Vom Gemeingut in Zeiten der Finanzkrise ist sie wieder Content für eine bestimmte Filterblase geworden, deren Mitglieder sich ab und an zum Kauf eines einschlägigen Buches verleiten lassen. Selbst wenn Kapitalismuskritik weiterhin als Ausdruck linken Selbstbewusstseins gilt, so ist diese Filterblase ihrer historischen Genese nach aber doch vor allem das bildungsbereite Bürgertum - und zu seinem Erschaudern wurde der Begriff des Kapitalismus von deutschen Nationalökonomen Max Weber und Werner Sombart auch überhaupt erst popularisiert.

Das Buch kann auch für kommende Krisen wappnen

Katharina Pistor wendet sich sicherlich an das gleiche Publikum. Statt Klassenkämpfe sieht sie nur Rechtsstreitigkeiten. Und die Gegenstrategien, die sie für die Reform des Rechts und der juristischen Ausbildung vorschlägt, bekennen sich offen dazu, das Spiel nicht zu verändern. Mitunter erschöpfen sie sich sogar in bloßen Hoffnungen auf Wandel in den USA und Großbritannien.

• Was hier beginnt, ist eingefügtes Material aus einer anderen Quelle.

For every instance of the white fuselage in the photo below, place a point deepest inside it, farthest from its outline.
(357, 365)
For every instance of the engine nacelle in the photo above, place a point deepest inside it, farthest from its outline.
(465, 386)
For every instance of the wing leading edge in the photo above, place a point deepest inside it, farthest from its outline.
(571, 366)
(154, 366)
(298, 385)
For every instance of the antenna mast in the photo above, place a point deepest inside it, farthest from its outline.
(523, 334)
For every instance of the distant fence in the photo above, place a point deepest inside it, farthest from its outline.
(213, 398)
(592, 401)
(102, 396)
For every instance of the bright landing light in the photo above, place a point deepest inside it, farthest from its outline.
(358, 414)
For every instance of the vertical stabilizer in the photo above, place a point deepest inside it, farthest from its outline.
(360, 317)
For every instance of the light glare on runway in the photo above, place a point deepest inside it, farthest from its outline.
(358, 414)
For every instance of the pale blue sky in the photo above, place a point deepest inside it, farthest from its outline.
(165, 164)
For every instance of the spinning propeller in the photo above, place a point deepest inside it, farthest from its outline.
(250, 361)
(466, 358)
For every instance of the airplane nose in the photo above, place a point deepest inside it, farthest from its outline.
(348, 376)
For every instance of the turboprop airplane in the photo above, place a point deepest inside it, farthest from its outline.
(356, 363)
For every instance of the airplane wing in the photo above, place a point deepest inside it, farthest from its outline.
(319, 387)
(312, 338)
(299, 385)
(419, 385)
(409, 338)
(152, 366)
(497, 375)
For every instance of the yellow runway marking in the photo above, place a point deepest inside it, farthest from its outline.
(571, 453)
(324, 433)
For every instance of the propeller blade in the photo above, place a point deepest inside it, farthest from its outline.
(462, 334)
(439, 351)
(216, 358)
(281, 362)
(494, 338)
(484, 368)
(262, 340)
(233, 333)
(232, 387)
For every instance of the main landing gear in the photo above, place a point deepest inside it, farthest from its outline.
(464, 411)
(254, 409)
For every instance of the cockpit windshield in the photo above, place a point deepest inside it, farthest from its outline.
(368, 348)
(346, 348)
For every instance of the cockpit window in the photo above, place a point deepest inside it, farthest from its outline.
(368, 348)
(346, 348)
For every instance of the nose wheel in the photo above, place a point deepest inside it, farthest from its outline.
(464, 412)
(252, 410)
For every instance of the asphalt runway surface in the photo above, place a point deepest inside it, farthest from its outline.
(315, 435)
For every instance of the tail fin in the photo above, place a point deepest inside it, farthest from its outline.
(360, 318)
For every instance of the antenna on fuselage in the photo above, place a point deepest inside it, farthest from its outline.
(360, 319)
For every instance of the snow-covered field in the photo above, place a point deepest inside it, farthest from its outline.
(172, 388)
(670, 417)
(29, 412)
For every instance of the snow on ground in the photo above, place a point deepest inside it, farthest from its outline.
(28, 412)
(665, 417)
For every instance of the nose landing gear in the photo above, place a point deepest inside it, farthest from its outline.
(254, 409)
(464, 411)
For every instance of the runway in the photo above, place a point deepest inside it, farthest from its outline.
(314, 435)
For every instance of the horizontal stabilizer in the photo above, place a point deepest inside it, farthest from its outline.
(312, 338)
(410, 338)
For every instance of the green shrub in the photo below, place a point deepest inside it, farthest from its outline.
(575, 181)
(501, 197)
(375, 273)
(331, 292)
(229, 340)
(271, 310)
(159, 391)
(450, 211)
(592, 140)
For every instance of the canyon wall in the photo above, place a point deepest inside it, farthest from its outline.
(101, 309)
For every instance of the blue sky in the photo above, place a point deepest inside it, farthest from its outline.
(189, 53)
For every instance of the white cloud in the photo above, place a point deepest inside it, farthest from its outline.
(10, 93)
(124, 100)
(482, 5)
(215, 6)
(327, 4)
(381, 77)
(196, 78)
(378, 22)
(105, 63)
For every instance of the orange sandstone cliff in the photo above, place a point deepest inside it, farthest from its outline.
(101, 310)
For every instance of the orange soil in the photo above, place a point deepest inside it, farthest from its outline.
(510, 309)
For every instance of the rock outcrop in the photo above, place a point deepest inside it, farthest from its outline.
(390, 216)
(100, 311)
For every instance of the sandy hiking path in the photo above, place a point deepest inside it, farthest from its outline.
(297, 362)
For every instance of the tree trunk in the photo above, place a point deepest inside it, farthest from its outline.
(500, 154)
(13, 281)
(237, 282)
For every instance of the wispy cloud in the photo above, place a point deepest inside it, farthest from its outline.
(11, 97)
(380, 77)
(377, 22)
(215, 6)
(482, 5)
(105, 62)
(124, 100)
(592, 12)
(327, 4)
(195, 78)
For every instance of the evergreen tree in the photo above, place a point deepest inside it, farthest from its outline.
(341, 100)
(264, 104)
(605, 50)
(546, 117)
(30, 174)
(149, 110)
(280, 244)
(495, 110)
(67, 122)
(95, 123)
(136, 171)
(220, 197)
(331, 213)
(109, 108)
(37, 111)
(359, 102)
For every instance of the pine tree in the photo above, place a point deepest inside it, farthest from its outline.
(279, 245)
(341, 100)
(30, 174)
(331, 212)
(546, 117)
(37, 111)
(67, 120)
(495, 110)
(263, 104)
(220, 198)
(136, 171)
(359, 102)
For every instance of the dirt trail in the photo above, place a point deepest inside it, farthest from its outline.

Dennoch kann Pistors Buch gerade jetzt mehr leisten als eine aufklärerische Aufarbeitung der Vergangenheit. Die Ungleichheit nimmt wieder zu, der Staat muss sogar unumwunden Einkommenschancen verteilen, während eine Welle von Insolvenzen anrollt.

In der neuesten Krisenlage kann das Buch daher auch als vorbereitende Lektüre fungieren. Für alle, die nicht auf den Erhalt alter Besitzstände hoffen, sondern sich auf die Öffnung neuer Möglichkeiten vorbereiten wollen, wenn an den Staat noch wesentlich weitreichendere Forderungen gestellt und andere Eigentumsformen gebildet werden müssen.

Katharina Pistor: Der Code des Kapitals. Wie das Recht Reichtum und Ungleichheit schafft. Aus dem Englischen von Frank Lachmann. Suhrkamp Verlag, Berlin 2020. 440 Seiten, 32 Euro.